None of this had stopped Crowley in the past, but Ocasio-Cortez was convinced that it was possible – if she met voters who were angry about it. His campaign began with telephone banks that targeted thousands of unaffiliated voters, informing them that they had to register as Democrats six months before the elections if they wanted to vote in the primary polls. . He bought the Democratic voters list, but the Ocasio-Cortez team found that the embedded technology was too clumsy, so they built their own application and gave it to the volunteers.
The best weapon of the campaign was Ocasio-Cortez herself, who has proved to be a natural candidate with a fascinating history. She was the first to admit that she had rebounded, from the office of Senator Ted Kennedy to the Hispanic National Institute, through the political organization and the service industry. She had to; his family was hit hard during the 2008 financial crisis.
Crowley did not take the challenge lightly, spending $ 1.5 million, more than five times more than his opponent. In his own campaign message, Crowley calls himself "Joe of Queens", and pointed out how his influence in Washington makes him an ideal opponent of Donald Trump.

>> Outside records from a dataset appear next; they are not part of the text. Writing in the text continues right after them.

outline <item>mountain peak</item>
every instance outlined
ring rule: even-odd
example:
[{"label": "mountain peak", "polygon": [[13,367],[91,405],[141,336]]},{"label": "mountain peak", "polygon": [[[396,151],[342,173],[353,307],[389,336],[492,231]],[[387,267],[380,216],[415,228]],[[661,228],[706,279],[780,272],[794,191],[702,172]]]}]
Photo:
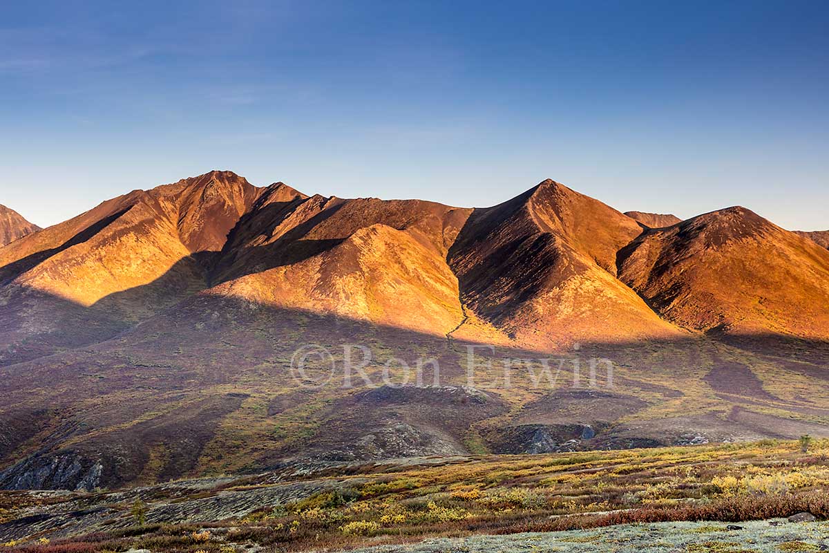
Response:
[{"label": "mountain peak", "polygon": [[13,209],[0,205],[0,246],[40,230]]}]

In his only televised debate with Ocasio-Cortez, Crowley briefly went on the offensive, telling viewers that his opponent had already said that New York's gun laws did not need to be discussed. to be applied in other states. The attack was true – Ocasio-Cortez had said in a Reddit forum – but she laughed, called it "trolling on the Internet", and it went on.
Ocasio-Cortez simply surpassed Crowley, whom many congressional journalists saw as a potential Speaker of the House, through the media. One of his biggest hits came one week before the primary, when a Bronx newspaper held a candidate forum and Crowley could not participate. Ocasio-Cortez showed up early, shaking hands even though the crowd was thin.
Crowley had sent Annabel Palma, a former city councilor, to take her place, although she had sometimes confessed to not knowing Crowley's positions on the issues before Congress. (She was heckled after saying, correctly, that Crowley supported the move of the US embassy in Israel from Tel Aviv to Jerusalem. The day this embassy was moved, Ocasio-Cortez condemned the "massacre" of Palestinians who protested, and tweeted that "Democrats can no longer keep quiet about it".)
The first time candidate clearly had the best of the long-time city councilor. The focus of Ocasio-Cortez remained on Crowley. At the beginning of the debate, before she was told not to stand up during the answers, she paced the stage and said that her campaign was from, by and for the Bronx.
"We have touched the hearts and minds of all families here, we are fighting for a movement with no empathy for economic, social and racial justice in the United States," Ocasio-Cortez said.
She turned and faced Palma. "With all due respect," she says, "I'm the only congressional candidate in this room."